During his tenure as minister for elementary and secondary education, he is credited with introducing a number of reforms (including improvements in curriculum as well as schools infrastructure, increasing enrollment, ensuring teachers attendance and enhancing budget for primary and elementary education) in the Khyber Pakhtunkhwa's education sector. He remained minister for Elementary and Secondary Education till 2018.

He was re-elected to the Provincial Assembly of Khyber Pakhtunkhwa] as a candidate of PTI from Constituency PK-50 (Mardan-III) in the 2018 Pakistani general election. He received 25,807 votes and defeated Haroon Khan, a candidate of Awami National Party (ANP).
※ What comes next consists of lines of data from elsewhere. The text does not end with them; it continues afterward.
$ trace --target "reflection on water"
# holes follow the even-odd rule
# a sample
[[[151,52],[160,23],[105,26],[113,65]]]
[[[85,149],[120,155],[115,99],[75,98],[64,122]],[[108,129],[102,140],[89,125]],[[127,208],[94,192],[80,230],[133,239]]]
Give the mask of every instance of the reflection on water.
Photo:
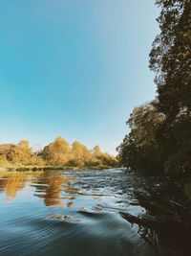
[[[121,215],[147,214],[134,182],[121,170],[0,172],[0,255],[171,255]]]

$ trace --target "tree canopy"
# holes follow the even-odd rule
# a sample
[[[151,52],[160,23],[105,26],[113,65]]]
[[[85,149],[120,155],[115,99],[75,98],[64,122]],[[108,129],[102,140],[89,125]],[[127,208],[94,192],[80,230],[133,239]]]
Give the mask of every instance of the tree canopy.
[[[118,147],[132,169],[191,176],[191,0],[157,0],[160,29],[150,53],[157,99],[135,108]]]

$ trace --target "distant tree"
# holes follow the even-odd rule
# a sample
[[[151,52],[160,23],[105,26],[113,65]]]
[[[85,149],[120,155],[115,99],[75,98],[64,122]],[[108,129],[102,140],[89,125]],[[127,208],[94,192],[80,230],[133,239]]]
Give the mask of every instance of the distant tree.
[[[65,165],[70,158],[70,145],[62,137],[46,146],[42,151],[43,158],[51,165]]]
[[[95,146],[94,151],[93,151],[93,153],[95,155],[98,155],[98,154],[101,153],[101,149],[100,149],[100,147],[98,145]]]
[[[14,149],[12,161],[23,165],[30,164],[32,157],[32,148],[28,140],[21,140]]]
[[[86,166],[91,161],[92,154],[86,146],[78,141],[74,141],[72,145],[72,160],[71,164],[74,166]]]

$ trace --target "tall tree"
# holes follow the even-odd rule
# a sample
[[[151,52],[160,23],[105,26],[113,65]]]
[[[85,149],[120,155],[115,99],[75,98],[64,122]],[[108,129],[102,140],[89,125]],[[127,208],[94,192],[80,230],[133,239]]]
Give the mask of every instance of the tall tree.
[[[150,53],[150,68],[156,72],[159,111],[166,116],[158,141],[166,172],[191,175],[191,0],[157,4],[160,34]]]

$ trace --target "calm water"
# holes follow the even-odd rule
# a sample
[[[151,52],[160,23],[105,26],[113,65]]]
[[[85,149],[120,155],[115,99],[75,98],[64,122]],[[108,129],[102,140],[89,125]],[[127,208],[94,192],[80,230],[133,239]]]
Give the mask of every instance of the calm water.
[[[122,170],[0,173],[0,255],[169,255]],[[161,253],[161,254],[159,254]]]

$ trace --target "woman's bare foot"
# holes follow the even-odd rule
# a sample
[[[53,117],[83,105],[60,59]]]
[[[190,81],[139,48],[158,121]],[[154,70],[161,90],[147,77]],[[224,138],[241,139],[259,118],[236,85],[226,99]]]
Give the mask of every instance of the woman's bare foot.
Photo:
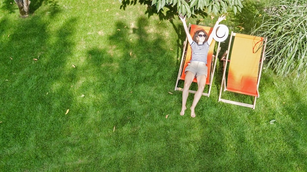
[[[181,108],[181,112],[180,112],[180,115],[181,116],[184,115],[184,112],[185,111],[186,109],[186,107],[182,107],[182,108]]]
[[[195,111],[193,108],[190,108],[191,109],[191,117],[195,118],[196,115],[195,115]]]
In the same election, he also ran for the seat of the National Assembly of Pakistan as a candidate of PTI from Constituency NA-21 (Mardan-II) but was unsuccessful. He lost the seat to Ameer Haider Khan Hoti by a narrow margin of 156 votes.

After PTI acquired a two-thirds majority during the general election in the Provincial Assembly of Khyber Pakhtunkhwa Imran Khan preferred Atif Khan for the office of Khyber Pakhtunkhwa Chief Ministership however, had to nominate Mahmood Khan due to strong reservations and grouping within the ranks orchestrated by Pervez Khattak over the former's selection.

On 29 August 2018, he was inducted into the provincial Khyber Pakhtunkhwa cabinet of Chief Minister Mahmood Khan and was appointed as Provincial Minister of Khyber Pakhtunkhwa for Tourism, Culture, Sports, Archaeology and Youth Affairs. He was given the status of a senior minister.

Since taking over his role as minister Atif Khan has revitalized the Khyber Pakhtunkhwa Tourism department and has provided great impetus to the work of sports and Youth affairs that he was partly overseeing in his previous term as minister for Education.